Länder wie Estland oder Kanada können die Bildungsverläufe ihrer Schüler anhand einer Schüler-ID von der Geburt bis zum Ende der Berufsausbildung verfolgen.In Deutschland ist das wegen einer fehlenden ID und aufgrund datenschutzrechtlicher Bestimmungen bisher nicht möglich. So wissen Universitäten nicht, was mit Studenten geschieht, die sich exmatrikuliert haben – ob sie das Studium abgebrochen haben oder woanders weiterstudiert haben, mit den Schulen verhält es sich ähnlich.

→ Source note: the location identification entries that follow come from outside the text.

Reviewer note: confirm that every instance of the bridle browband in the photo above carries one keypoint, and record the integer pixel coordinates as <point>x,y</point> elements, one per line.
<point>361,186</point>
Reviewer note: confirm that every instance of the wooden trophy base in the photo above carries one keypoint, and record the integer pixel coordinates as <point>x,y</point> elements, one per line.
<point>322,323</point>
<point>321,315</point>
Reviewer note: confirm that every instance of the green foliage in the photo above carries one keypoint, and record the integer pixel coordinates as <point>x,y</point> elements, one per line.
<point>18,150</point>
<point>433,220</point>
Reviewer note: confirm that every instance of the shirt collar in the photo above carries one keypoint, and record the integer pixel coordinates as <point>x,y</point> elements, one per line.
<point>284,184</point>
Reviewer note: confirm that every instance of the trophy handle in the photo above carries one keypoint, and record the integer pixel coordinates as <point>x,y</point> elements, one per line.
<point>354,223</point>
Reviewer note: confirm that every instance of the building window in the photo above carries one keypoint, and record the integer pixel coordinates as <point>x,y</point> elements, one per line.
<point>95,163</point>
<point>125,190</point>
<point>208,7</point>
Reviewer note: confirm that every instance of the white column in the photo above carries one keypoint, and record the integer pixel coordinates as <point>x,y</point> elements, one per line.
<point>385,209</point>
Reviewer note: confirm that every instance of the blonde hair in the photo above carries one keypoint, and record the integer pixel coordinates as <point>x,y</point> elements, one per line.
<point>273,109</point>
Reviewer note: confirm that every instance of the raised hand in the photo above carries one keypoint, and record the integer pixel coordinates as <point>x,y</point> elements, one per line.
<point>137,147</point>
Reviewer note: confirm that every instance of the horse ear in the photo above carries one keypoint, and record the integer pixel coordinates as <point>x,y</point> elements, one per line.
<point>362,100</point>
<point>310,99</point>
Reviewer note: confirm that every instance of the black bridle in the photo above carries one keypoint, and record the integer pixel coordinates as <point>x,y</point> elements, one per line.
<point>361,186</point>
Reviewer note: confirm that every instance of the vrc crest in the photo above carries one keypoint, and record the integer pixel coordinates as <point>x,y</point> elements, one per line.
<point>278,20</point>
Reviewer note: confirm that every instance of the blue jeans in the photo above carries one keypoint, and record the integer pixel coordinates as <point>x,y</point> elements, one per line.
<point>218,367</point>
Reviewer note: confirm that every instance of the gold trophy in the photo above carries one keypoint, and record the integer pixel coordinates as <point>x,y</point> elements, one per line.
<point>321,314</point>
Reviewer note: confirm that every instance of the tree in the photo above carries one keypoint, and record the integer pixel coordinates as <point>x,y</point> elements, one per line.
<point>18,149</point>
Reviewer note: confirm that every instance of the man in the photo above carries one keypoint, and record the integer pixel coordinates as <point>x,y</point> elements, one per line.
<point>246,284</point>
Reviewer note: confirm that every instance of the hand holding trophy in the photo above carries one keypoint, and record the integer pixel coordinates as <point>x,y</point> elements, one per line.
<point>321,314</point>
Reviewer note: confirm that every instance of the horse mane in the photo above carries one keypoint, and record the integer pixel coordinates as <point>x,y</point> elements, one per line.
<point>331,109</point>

Im Koalitionsvertrag haben Union und SPD deshalb die Einführung einer Schüler-ID angekündigt, die eine anonymisierte Erfassung von Bildungsverläufen möglich macht. Nun hat sich die Bundesdirektorenkonferenz (BDK) der Gymnasien, die über zwei Drittel der Gymnasialschulleiter in Deutschland vertritt, ebenfalls für eine Schüler-ID ausgesprochen.
Bei ihrer Frühjahrstagung in Schwerin haben sich die Gymnasialschulleiter für eine durchgängige, an den Bildungsstandards orientierte Kompetenzfeststellung von der ersten Klasse an ausgesprochen. Außerdem fordern sie verpflichtende Sprachstandserhebungen nach dem Vorbild Hamburgs. Das bedeutet, dass bei Sprachdefiziten auch eine verpflichtende Förderung folgen muss.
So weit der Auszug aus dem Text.